Girls (Photo credit: HBO/Facebook)

When I was in my early twenties, my boyfriend’s tongue was pierced. He had tattoos on his forearm that were so hideously ugly that I thought they were the sexiest things ever. My best friend’s boyfriend wore overalls. Like, out, at a club. When we all broke up, we did humiliating, dramatic, stalkerish things, and cried and listened to Sarah Mclachlan and wrote in journals and opined endlessly. We were self-absorbed, shrill, and undoubtedly annoying to anybody who came into contact with us, as we were to each other.

These are some of my best memories. These are the times we drink to, when we put the kids to bed and leave our husbands for the night to get together to drink Pinot Noir.

And this is what I watch Girls for.

Since the show’s inception, viewers and reviewers have tried to place HBO’s Girls in the same category as Sex and the City: four chicks in their twenties trying to “make it” in New York, whatever that means. But anyone who’s followed Girls through it’s three seasons so far knows that not only is Girls nothing like Sex and the City, it’s nothing like anything we’ve seen on television.

In this, the golden age of television cinema—from Breaking Bad to Downton Abbey and True Detective—we have so many high caliber shows fighting for our viewing time.

Girls wins mine.

What separates Girls from other cable sitcoms is the truth it’s based on. This is almost the natural sequel to My So Called Life, but with self-awareness and the bravery to explore the ugly self-absorption of the life of a twenty-something.

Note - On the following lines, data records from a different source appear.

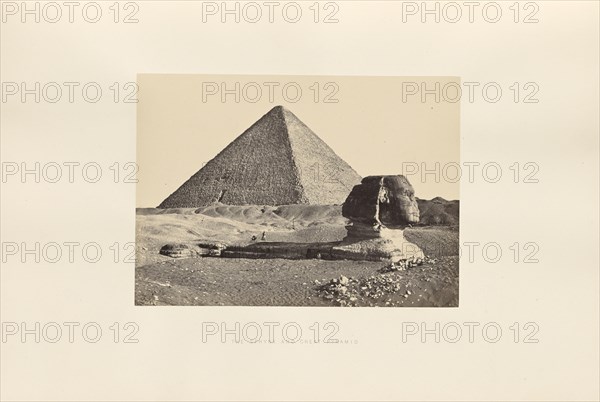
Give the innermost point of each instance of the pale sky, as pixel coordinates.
(376, 126)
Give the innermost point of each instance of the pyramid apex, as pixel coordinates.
(277, 108)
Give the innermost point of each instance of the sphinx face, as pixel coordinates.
(387, 200)
(398, 207)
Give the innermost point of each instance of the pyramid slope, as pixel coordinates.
(269, 164)
(325, 177)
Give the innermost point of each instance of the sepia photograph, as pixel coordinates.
(278, 217)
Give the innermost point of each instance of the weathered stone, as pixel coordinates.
(183, 250)
(382, 200)
(379, 209)
(271, 163)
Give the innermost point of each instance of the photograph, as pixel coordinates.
(277, 217)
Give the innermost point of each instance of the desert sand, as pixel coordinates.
(162, 280)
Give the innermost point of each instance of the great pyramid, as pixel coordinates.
(277, 161)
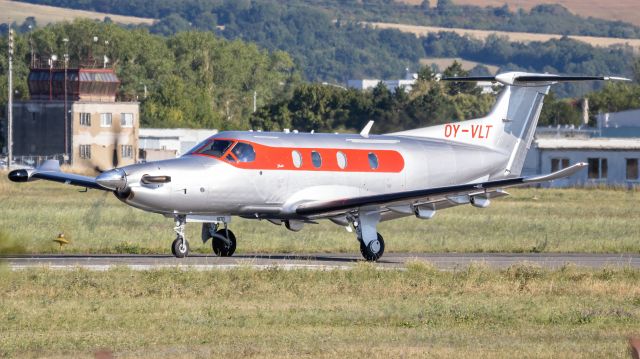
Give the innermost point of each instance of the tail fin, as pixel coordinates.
(511, 124)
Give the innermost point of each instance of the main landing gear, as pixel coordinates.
(223, 241)
(371, 242)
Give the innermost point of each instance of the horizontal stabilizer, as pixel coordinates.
(566, 172)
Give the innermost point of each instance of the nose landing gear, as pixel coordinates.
(180, 246)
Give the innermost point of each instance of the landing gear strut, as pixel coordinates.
(371, 242)
(223, 241)
(374, 250)
(180, 246)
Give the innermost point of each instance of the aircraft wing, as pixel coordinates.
(50, 170)
(438, 196)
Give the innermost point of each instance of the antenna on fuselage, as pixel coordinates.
(365, 131)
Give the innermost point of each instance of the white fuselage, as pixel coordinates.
(271, 185)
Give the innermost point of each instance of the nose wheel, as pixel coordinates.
(374, 250)
(180, 246)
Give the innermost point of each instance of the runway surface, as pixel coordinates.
(445, 261)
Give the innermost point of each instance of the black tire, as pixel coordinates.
(176, 249)
(224, 243)
(369, 252)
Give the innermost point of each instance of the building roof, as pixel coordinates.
(176, 132)
(81, 83)
(629, 118)
(588, 143)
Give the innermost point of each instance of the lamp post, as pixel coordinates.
(66, 112)
(10, 103)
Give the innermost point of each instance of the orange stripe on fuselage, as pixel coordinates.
(280, 158)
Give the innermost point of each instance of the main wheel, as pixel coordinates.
(224, 243)
(374, 250)
(180, 248)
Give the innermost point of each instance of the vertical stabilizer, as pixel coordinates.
(510, 126)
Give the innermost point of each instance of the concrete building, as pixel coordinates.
(163, 143)
(612, 150)
(612, 161)
(98, 133)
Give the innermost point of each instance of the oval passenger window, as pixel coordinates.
(316, 159)
(373, 161)
(342, 160)
(297, 158)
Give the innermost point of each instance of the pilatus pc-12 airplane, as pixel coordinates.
(353, 180)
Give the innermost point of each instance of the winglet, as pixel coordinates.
(365, 131)
(566, 172)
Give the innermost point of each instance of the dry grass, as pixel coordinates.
(365, 312)
(624, 10)
(524, 37)
(531, 220)
(444, 62)
(17, 11)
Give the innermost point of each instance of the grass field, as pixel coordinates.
(624, 10)
(522, 312)
(512, 36)
(17, 11)
(531, 220)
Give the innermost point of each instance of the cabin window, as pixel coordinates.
(373, 161)
(297, 158)
(558, 164)
(597, 168)
(215, 148)
(316, 159)
(244, 152)
(632, 169)
(342, 160)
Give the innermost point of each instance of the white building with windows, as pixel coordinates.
(164, 143)
(612, 161)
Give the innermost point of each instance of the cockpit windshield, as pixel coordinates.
(215, 148)
(244, 152)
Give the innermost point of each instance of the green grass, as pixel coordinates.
(365, 312)
(531, 220)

To my experience, in my thirties, my own life became less about me. It was about my kids, breast or bottle, work/life balance, and trying to remember to be a wife to my husband. I didn’t have time to indulge in the inward searches that dominated my twenties, to wonder who I was or who I was going to be. I went through style changes in my twenties, from wearing hats and bowling shoes and sundresses and butterfly clips in my hair. I don’t now. Maybe it’s because I know who I am, but more likely it’s because I don’t have the time to consider it all.

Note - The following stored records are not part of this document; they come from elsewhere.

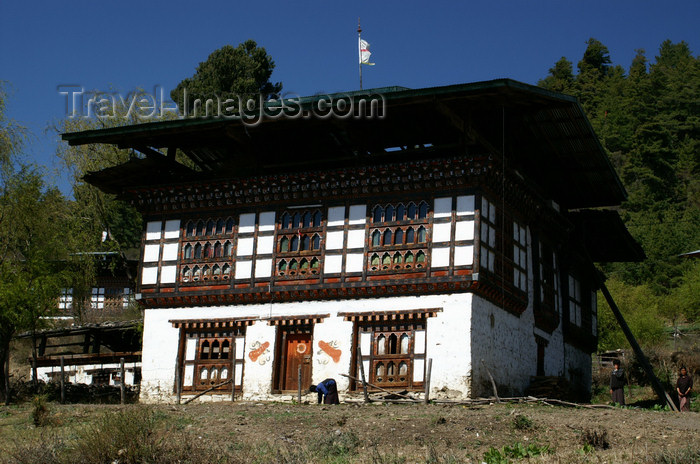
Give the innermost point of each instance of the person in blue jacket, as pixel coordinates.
(327, 390)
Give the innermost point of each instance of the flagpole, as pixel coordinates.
(359, 51)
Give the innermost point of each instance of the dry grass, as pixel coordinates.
(377, 434)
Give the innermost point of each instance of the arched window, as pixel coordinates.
(381, 344)
(421, 234)
(403, 344)
(423, 210)
(412, 211)
(215, 349)
(225, 349)
(387, 237)
(284, 221)
(400, 212)
(389, 213)
(204, 350)
(376, 238)
(398, 237)
(393, 344)
(379, 372)
(377, 214)
(386, 261)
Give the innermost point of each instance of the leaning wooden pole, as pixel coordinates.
(658, 388)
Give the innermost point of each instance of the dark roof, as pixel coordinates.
(543, 135)
(605, 236)
(102, 327)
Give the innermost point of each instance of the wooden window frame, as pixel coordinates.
(226, 235)
(399, 253)
(200, 363)
(288, 229)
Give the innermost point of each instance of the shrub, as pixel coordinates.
(40, 411)
(522, 422)
(596, 439)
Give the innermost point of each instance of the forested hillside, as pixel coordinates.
(648, 120)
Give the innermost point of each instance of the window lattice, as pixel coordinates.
(299, 243)
(398, 237)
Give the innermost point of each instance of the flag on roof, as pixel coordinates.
(365, 53)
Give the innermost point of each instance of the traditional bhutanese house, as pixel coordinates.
(382, 230)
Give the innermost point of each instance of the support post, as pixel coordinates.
(362, 373)
(6, 362)
(178, 382)
(299, 385)
(63, 380)
(426, 399)
(233, 371)
(122, 384)
(658, 388)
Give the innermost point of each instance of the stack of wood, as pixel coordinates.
(548, 387)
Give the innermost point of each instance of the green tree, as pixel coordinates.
(36, 242)
(228, 73)
(560, 78)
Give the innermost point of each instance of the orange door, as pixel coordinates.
(298, 354)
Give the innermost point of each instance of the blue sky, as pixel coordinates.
(128, 44)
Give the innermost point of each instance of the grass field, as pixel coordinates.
(375, 433)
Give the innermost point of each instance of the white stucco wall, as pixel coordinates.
(447, 342)
(503, 343)
(578, 368)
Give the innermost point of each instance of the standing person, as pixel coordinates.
(683, 387)
(327, 390)
(617, 383)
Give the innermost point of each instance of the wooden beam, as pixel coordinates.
(658, 388)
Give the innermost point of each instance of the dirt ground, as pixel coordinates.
(383, 433)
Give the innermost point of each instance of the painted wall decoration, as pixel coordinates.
(259, 352)
(330, 349)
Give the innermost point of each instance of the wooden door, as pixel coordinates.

Lena Dunham captures that for me. She commits. She’s caught a lot of flak from critics (almost exclusively male critics) for her excessive nudity. It’s brought attention to her weight, to her tattoos, to what our expectations of on-screen nudity should be and what it’s for. There are some who cannot comprehend the fact that her naked body isn’t there to titillate them.

It’s there as an extension of her honesty.

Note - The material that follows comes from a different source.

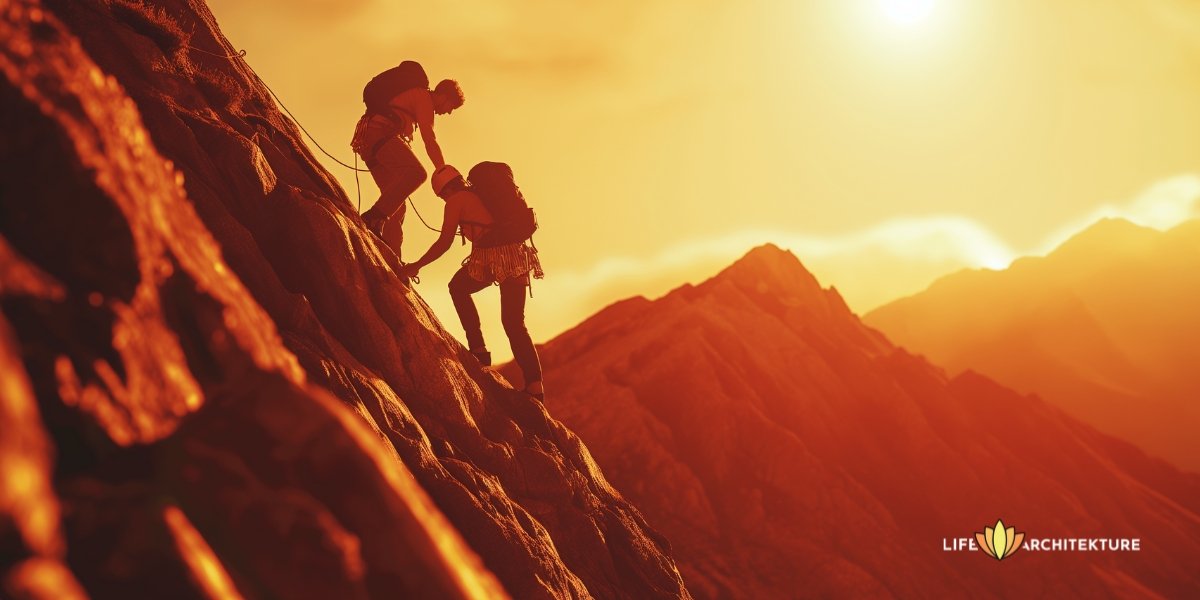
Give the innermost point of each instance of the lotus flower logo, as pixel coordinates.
(999, 541)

She shows the shallowness of that age, the fact that friends use and betray and disappoint each other, and that they can be vastly unhappy. She shows the awkwardness of relationships; she focuses the camera on the most uncomfortable sex scenes, without making them campy or ironic or funny. She isn’t afraid to show ugliness or characters that manipulate or lie.

And through that lens we see the truth of not only Dunham’s vision or experience, but the very humanness of those characters, and through them, our own. Sometimes that reflection isn’t pretty. And that feeling causes some of us to reject it, to criticize it, to focus on Lena Dunham’s naked body. I’d argue that the whole show is Dunham’s naked self: without make-up, without airs, but with stark and sometimes brutal honesty. It’s like nothing else done before on television.

If I could speak to the characters, I’d tell them that life will happen whether they agonize over it or not, that when they get too busy to wonder who they are, that’s exactly the time they’ll know. Relationships will fail, parents will die, and friendships will endure, long past the time you get over your tongue-pierced boyfriend and his overalls-wearing friend.

And if I could speak to Lena Dunham, I’d say thank you.